At this stage, the Commission is concerned that, following the transaction, the merged entity may use Luxottica’s powerful brands to convince opticians to buy Essilor lenses and exclude other lens suppliers from the markets, through practices such as bundling or tying. The Commission will investigate whether such conduct could lead to adverse effects on competition, such as limiting purchase choices or increasing prices.
In addition, the Commission will further assess whether:
- the merged entity would use Essilor’s strength in ophthalmic lenses to exclude rival eyewear suppliers from the markets,
- the merger would remove important emerging competition from Luxottica in lenses and from Essilor in eyewear.
The transaction was notified to the Commission on 22 August 2017. The Commission now has 90 working days, until 12 February 2018, to take a decision.
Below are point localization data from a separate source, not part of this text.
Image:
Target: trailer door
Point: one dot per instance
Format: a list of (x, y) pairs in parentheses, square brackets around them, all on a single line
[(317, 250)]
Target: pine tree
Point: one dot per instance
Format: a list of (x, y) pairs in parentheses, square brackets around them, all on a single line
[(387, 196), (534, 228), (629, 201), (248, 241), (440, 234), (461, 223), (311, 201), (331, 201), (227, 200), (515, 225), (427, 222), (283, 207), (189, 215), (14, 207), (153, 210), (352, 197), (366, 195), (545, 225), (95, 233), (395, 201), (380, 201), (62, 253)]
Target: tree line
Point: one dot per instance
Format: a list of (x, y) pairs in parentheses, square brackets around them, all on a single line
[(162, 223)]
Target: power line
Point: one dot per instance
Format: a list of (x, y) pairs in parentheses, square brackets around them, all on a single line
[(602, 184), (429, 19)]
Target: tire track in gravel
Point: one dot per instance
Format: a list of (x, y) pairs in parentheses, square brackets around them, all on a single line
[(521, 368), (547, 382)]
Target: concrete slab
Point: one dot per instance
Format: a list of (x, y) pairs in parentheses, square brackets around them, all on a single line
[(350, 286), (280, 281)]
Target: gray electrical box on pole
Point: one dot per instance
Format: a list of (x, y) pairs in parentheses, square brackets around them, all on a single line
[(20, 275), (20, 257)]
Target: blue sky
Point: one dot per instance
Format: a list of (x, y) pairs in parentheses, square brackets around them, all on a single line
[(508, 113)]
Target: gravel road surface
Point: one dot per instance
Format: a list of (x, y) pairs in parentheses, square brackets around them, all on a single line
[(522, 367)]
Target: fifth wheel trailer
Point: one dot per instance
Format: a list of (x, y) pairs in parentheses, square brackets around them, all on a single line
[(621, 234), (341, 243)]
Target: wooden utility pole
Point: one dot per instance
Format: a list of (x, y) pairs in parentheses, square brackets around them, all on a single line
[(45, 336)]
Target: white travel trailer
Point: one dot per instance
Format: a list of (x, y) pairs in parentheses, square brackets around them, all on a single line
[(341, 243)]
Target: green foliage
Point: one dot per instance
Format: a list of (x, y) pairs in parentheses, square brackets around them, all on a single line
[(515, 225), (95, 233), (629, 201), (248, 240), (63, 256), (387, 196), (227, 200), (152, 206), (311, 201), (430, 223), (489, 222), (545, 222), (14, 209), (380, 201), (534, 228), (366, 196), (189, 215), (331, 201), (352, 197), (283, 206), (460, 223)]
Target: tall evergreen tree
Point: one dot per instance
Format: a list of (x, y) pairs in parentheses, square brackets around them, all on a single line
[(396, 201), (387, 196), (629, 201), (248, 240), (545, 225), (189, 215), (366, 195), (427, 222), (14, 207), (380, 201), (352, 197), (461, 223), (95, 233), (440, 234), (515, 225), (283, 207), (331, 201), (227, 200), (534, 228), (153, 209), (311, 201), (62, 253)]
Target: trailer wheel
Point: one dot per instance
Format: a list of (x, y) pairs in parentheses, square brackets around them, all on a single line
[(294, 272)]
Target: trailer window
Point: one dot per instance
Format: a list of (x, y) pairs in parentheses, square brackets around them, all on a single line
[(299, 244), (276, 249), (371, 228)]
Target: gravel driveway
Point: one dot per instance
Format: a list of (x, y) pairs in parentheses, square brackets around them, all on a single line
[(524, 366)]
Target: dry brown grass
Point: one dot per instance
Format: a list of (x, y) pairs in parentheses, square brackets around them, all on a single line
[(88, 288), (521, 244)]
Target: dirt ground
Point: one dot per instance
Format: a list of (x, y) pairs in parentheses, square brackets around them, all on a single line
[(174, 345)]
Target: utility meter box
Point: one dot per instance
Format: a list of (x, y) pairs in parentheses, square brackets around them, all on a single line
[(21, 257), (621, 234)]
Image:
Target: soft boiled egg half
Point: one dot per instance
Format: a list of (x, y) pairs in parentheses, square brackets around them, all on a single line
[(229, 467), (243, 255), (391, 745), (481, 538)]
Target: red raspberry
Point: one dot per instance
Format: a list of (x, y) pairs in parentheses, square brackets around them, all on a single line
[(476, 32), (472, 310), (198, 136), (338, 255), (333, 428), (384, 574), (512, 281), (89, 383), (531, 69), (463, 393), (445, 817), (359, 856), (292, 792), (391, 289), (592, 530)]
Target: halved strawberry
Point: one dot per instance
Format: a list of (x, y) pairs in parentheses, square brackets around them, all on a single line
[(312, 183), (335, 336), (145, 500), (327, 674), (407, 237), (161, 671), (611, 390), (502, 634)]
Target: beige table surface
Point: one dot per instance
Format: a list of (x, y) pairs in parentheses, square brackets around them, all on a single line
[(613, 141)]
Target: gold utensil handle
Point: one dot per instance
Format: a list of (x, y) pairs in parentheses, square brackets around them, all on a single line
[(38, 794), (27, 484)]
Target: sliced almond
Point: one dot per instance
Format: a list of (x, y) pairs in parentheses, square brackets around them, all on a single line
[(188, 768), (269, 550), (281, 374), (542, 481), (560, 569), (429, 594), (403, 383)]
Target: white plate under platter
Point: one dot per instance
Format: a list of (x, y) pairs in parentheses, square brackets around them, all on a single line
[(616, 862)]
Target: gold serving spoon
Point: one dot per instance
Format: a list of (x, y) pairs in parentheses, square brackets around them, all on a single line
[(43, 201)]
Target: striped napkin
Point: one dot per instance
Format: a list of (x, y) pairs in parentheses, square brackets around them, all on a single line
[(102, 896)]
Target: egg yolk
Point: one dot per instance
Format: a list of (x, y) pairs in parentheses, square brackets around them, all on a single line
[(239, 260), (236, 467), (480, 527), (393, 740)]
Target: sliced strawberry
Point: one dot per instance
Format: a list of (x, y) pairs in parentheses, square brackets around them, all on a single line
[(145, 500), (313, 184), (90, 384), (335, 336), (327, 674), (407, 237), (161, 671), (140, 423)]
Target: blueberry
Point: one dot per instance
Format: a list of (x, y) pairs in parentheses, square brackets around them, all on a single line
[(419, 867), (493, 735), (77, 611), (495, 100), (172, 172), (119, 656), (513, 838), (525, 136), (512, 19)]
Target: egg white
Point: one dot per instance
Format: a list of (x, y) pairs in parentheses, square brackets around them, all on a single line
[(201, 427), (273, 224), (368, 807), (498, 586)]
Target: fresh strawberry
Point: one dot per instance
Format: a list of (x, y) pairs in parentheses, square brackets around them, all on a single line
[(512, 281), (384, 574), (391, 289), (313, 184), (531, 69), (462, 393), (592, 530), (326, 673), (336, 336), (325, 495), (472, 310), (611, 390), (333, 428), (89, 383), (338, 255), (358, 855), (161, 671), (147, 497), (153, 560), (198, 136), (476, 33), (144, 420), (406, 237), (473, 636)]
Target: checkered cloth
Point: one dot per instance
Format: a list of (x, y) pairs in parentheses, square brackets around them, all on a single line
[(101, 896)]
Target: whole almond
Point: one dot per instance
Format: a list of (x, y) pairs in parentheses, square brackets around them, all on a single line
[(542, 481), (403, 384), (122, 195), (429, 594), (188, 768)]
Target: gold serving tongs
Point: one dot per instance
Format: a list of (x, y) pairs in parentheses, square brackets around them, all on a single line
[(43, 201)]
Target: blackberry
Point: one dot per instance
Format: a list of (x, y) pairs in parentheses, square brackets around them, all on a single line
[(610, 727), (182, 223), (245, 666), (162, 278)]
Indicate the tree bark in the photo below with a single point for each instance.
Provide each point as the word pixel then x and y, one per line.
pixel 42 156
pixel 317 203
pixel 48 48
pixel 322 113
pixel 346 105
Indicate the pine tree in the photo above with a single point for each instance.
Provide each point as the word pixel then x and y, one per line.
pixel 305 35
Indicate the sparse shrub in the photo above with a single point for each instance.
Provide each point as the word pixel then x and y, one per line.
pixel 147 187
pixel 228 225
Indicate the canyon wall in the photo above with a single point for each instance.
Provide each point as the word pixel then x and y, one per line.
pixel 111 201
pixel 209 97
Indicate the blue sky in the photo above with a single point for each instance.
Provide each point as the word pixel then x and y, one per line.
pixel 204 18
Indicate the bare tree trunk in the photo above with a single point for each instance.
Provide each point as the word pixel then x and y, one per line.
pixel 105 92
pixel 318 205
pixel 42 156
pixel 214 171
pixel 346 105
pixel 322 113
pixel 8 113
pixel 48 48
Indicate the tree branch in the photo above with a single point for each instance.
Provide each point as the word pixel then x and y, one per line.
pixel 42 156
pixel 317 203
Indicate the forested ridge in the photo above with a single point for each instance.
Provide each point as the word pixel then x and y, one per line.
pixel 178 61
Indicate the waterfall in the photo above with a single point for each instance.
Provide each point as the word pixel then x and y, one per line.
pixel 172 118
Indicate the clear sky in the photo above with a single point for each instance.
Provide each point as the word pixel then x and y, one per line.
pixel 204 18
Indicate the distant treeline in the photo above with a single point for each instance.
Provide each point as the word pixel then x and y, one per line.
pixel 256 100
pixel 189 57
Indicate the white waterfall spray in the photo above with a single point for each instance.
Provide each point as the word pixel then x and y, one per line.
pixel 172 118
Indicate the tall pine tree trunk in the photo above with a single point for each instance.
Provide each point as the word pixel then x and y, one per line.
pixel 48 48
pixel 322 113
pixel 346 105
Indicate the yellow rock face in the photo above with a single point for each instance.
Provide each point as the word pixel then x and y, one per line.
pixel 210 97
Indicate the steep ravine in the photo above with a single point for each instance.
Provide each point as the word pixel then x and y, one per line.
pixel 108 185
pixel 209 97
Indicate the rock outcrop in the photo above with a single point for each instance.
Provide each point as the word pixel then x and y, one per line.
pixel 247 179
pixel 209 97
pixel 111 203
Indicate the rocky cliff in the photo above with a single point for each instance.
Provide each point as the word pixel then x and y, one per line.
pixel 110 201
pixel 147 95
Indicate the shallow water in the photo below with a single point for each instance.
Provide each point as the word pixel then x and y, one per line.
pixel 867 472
The opening of an in-depth investigation does not prejudge the outcome of the investigation.
Companies and products
Essilor, headquartered in France, mainly manufactures and sells ophthalmic lenses and markets them to opticians worldwide. Its flagship brands are Varilux, Crizal, Transitions, Eyezen, and Xperio. Essilor also sells optical machines, optical instruments and eyewear, and it operates optician retail businesses, mainly outside of Europe.
Luxottica, headquartered in Italy, designs, manufactures and distributes prescription frames and sunglasses. Its portfolio includes proprietary brands such as Ray-Ban, Oakley and Persol, as well as more than 15 licensed brands including Armani, Chanel, Dolce & Gabbana, Prada and Versace. Luxottica also operates optician retail businesses, mainly in the US but also in Italy through Salmoiraghi & Viganò, in the UK through David Clulow and worldwide through Sunglass Hut.
Merger control rules and procedures
The Commission has the duty to assess mergers and acquisitions involving companies with a turnover above certain thresholds (see Article 1 of the Merger Regulation) and to prevent concentrations that would significantly impede effective competition in the EEA or any substantial part of it.
The vast majority of notified mergers do not pose competition problems and are cleared after a routine review. From the moment a transaction is notified, the Commission generally has 25 working days to decide whether to grant approval (Phase I) or to start an in-depth investigation (Phase II).
In addition to the current transaction, there are two on-going phase II merger investigations: the proposed acquisition of NXP by Qualcomm and the proposed acquisition of Monsanto by Bayer.
More information will be available on the competition website, in the Commission’s public case register under the case number M.8394.